Anisole and ortho/para (o/p-) cresol are relevant oxygenated aromatic compounds representative of lignocellulosic biomass and potential octane boosters. Despite their significance, the existing literature fails to comprehensively interpret the fundamental aspects of their decomposition reactions. To bridge this gap, we employ high-level theoretical calculations to determine rate constants for key decomposition reactions of both C7H8O isomers and C7H7O resonance-stabilized radicals generated by bond-fission and abstraction reactions from C7H8O. The rate constant determined theoretically using Variable Reaction Coordinate Transition State Theory for the C6H5O + CH3 is in quantitative agreement with experimental data. In contrast to what is currently implemented in kinetic models, CH3 addition to the carbon sites of the aromatic ring is largely favored over anisole formation. Hence, large quantities of methyl-cyclohexadienones (MCHDs) form and stabilize at lower temperatures.

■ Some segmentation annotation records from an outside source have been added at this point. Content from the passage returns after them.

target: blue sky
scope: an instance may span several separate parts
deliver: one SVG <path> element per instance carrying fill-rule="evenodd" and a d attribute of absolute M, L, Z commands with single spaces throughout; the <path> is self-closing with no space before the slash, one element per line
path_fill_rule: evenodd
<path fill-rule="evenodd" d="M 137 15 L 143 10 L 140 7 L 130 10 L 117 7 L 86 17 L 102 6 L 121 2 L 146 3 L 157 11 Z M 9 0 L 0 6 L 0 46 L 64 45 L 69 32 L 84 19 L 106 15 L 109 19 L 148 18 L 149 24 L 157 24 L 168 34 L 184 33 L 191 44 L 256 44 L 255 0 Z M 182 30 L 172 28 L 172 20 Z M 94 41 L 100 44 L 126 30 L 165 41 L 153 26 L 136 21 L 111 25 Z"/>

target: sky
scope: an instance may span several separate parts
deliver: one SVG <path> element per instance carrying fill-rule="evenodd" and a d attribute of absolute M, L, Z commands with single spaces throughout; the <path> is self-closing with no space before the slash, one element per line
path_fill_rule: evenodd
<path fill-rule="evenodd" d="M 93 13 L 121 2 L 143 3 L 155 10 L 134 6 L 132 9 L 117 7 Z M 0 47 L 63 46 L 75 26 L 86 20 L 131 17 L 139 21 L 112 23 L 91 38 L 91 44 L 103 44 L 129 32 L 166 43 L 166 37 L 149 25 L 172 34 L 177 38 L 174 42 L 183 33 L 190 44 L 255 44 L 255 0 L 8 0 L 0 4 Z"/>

Once formed, MCHDs can rapidly isomerize to cresols and eliminate CO. Cresols unimolecular decomposition was found to be slower than that of phenol, thus warning against rate rules adopted in kinetic models to estimate their reactivity. o/p-OC6H4CH3 are the main radicals produced and they decompose to C5H4CH3 + CO or to OC6H4CH2 + H. Notably, p-OC6H4CH3 exhibits faster H loss due to the higher stability of the product. Conversely, the ortho radical undergoes rapid interconversion with o-HOC6H4CH2 owing to the vicinal O and CH3 groups. Implementing the new theoretical calculations in the CRECK model, with appropriate automated lumping of o/p-MCHDs and o/p-C7H7O species, significantly impacts kinetic simulations of aromatics combustion, especially for anisole. Key findings include the substantial accumulation of MCHDs at lower temperatures and a larger fraction of ortho isomers, which suggests to reconsider lumping schemes for cresols adopted in the existing kinetic mechanisms. Finally, the underprediction of the high-temperature ignition of anisole, attributed to the insufficient consumption of cresols, advocates for a revision of their oxidation kinetics.